Jennifer Helguera -Machine Learning Pathway- Self Assessment

Week: 7/27 – 8/01

Overview of Things Learned:

Technical Area:
Learned a lot on web scraping and using BeautifulSoup. I am still trying to understand how to use scrapy. I also learned how to save info into a CSV file.

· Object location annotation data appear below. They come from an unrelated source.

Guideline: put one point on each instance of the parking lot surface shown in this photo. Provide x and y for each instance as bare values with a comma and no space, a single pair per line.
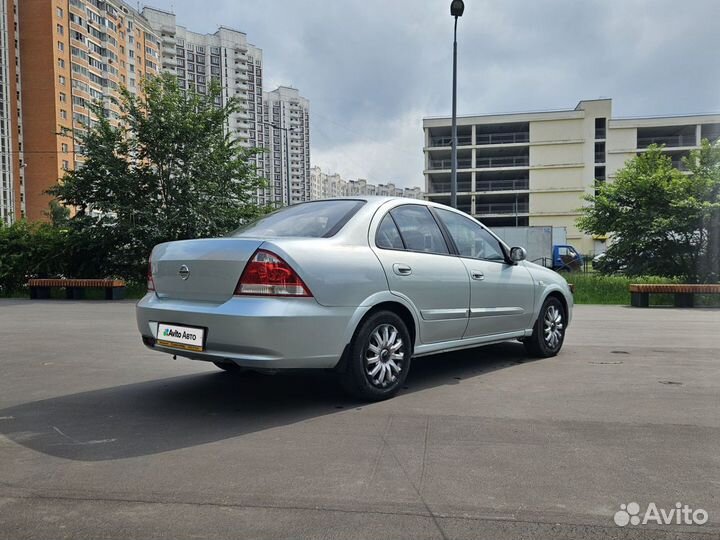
102,438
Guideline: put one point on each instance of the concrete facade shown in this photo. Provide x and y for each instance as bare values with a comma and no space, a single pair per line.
287,129
12,184
226,57
73,52
535,168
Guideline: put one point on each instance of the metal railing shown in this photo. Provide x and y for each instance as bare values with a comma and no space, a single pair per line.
447,163
505,161
502,138
502,185
667,140
465,140
502,208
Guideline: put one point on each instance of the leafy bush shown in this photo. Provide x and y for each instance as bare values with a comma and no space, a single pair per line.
30,250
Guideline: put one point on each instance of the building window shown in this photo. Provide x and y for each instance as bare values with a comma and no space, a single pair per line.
600,128
599,152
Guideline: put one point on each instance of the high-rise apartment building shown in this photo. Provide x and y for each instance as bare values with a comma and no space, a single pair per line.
225,57
324,186
12,185
73,53
534,168
287,135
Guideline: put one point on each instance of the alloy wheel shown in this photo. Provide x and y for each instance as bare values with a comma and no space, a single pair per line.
384,356
553,326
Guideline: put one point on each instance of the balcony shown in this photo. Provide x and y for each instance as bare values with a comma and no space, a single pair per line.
502,138
447,164
501,208
465,140
668,140
502,161
444,187
515,184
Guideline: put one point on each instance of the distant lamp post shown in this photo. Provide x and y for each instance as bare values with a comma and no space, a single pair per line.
457,7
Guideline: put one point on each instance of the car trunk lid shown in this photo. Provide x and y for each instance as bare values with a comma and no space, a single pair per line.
204,270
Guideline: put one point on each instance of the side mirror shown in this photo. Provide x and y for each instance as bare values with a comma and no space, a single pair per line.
518,254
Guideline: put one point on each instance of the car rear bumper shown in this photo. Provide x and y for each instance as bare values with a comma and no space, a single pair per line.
254,332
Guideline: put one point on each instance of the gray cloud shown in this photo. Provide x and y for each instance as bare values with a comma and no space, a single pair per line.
372,68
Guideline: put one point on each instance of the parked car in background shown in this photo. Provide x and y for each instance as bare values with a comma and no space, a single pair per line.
358,285
545,245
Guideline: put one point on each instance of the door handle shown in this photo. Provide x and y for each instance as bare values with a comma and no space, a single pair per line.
402,269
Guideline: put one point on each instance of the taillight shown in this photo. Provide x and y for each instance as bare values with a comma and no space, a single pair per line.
268,274
151,283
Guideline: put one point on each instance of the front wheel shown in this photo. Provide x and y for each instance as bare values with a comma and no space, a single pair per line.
549,330
378,358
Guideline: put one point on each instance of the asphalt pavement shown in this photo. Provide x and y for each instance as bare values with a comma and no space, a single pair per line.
102,438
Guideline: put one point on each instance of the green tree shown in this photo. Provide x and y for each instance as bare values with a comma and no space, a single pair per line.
704,167
656,216
168,169
30,250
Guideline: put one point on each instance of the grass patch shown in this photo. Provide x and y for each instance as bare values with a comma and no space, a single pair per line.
598,289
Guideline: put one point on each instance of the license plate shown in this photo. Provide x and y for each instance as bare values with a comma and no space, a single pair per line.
188,338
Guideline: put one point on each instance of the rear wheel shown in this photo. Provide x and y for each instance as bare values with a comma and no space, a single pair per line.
379,358
549,330
230,367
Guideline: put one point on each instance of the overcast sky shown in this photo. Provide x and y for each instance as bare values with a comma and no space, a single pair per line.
373,68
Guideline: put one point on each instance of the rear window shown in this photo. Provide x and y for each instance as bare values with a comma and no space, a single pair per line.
317,219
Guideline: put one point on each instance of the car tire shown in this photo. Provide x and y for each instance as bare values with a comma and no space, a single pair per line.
378,358
549,330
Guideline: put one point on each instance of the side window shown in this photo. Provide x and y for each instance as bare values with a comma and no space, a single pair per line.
418,229
471,239
387,235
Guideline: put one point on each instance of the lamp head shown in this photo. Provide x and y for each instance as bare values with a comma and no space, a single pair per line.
456,8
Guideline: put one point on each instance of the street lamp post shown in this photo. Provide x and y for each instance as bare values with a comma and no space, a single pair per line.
456,10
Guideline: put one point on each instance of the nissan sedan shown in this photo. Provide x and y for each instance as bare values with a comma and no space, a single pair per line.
358,285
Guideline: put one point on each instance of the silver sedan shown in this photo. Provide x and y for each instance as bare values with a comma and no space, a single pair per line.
359,285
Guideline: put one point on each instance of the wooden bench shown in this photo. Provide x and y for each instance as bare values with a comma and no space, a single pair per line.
75,288
684,293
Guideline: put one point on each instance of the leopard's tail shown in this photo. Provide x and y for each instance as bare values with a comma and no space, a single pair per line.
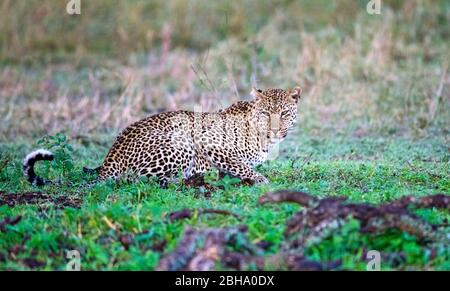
28,166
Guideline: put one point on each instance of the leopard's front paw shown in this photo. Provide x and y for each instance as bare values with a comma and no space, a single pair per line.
261,180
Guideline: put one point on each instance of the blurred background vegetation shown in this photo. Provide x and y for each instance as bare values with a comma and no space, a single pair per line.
119,61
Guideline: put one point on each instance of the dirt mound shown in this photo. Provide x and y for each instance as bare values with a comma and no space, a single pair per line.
201,250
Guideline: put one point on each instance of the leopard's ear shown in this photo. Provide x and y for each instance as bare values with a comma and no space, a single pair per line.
295,93
256,94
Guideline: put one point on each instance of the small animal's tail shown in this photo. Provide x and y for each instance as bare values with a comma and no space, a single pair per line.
28,166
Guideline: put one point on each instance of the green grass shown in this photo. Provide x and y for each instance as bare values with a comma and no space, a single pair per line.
368,170
373,119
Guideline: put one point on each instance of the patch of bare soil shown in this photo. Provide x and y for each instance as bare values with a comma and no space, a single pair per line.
200,250
40,199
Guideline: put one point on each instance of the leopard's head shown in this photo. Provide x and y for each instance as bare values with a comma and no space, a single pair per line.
275,112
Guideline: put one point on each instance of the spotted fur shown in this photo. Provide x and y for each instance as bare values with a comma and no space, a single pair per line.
233,140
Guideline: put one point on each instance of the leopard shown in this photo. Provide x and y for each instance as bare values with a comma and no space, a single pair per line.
164,146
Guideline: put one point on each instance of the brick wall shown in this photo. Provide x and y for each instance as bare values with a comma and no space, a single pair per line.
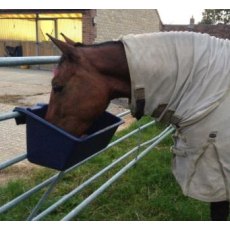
219,30
111,24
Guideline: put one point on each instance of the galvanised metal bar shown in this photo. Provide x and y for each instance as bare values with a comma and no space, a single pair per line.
102,188
17,61
10,162
30,192
45,195
9,115
94,177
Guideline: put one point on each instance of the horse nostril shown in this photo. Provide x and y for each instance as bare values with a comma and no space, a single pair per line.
57,88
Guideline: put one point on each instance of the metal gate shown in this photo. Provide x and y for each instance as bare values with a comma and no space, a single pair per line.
51,182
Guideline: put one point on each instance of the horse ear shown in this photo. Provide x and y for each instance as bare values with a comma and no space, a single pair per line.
64,47
68,40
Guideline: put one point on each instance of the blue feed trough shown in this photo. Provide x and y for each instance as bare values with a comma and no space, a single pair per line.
52,147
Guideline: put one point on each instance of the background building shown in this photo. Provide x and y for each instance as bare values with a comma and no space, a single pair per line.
23,32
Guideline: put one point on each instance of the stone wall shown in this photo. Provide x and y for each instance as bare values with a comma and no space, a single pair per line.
111,24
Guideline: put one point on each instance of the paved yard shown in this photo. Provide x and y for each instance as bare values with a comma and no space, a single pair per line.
25,87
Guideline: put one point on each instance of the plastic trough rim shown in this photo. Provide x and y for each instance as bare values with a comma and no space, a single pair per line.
28,110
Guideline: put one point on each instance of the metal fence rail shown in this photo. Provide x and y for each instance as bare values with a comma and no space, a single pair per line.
51,182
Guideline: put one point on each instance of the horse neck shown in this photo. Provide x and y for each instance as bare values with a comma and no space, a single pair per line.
110,61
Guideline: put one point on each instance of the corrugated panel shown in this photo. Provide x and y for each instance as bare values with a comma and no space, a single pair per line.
16,29
33,16
72,28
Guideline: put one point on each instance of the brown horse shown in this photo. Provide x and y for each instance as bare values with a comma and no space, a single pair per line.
86,79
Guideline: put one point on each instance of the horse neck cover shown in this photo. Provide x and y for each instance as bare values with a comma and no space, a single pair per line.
183,78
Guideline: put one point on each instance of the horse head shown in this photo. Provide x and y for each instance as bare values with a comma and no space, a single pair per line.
81,88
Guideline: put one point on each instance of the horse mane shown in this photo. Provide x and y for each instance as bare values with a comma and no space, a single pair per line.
95,45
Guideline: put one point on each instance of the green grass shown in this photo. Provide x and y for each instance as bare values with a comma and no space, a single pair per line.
148,191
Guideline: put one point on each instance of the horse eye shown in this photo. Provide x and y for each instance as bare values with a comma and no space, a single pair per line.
57,88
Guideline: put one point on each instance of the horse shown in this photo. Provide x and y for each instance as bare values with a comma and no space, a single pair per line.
162,75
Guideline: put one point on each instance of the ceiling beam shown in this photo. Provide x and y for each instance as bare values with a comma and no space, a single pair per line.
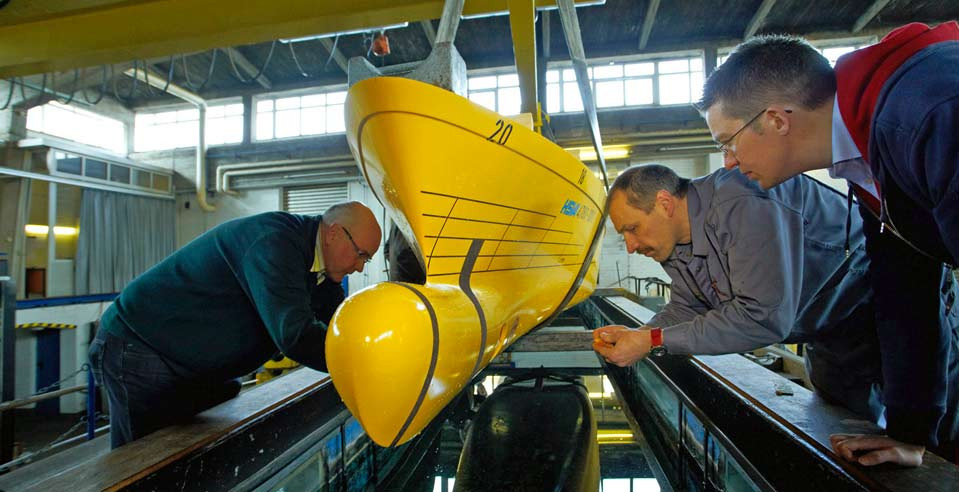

Tools: Requests, BeautifulSoup, re, and Pandas libraries, scrapy

Achievement Highlights

  • web scraping a website
  • learning python
  • learned how to use HTML and JSON
  • learned how to use panda

Meetings attended

7/20 – ML team kick-off meeting

7/27 – Team-4 meeting

7/29 – web scraping check-in

7/31 – web scraping check-in

Goals for the Upcoming Week

  • Learning TFIDF
  • Exploring BERT library

Tasks Done

Scraped titles, usenames, latest updates, from the Hopscotch forum, preprocessed and stored the data in CSV files, still need to push it to github

Week: 8/10
Overview of Things Learned:

Technical Area: TF-IDF, BERT
Tools: transformers, torch, pandas

Achievement Highlights

  • Learned how to use DistilBert

  • learned how to plot information in a graph

Meetings Attended

8/10 - Present Pre-Processing and TF-IDF
8/12 - Check in an Implementing the BERT Model
8/14 - Present BERT Model implementations

Goals for the Upcoming Week

  • Learning about AWS

Tasks Done

  • Create a TF-IDF and finished implementing BERT

Week: 8/3
Overview of Things Learned:

Technical Area: Pre- processing
Tools: Beautiful Soup, pandas, copy, re, io, markdown, string, requests, csv

Achievement Highlights:

  • Learned how to clean raw data by getting rid of foreign characters, emoji, and symbols

  • Created a new csv file with updated text

Meetings Attended

8/5 - Pre-processing Check in

8/7 Presenting Pr-processing and TF-IDF

Goals for the Upcoming Week

  • Learn about BERT

Task Done

Completed TF-IDF and preprocessing. Was able to clean the raw data and save it into a csv file and is ready for use in BERT.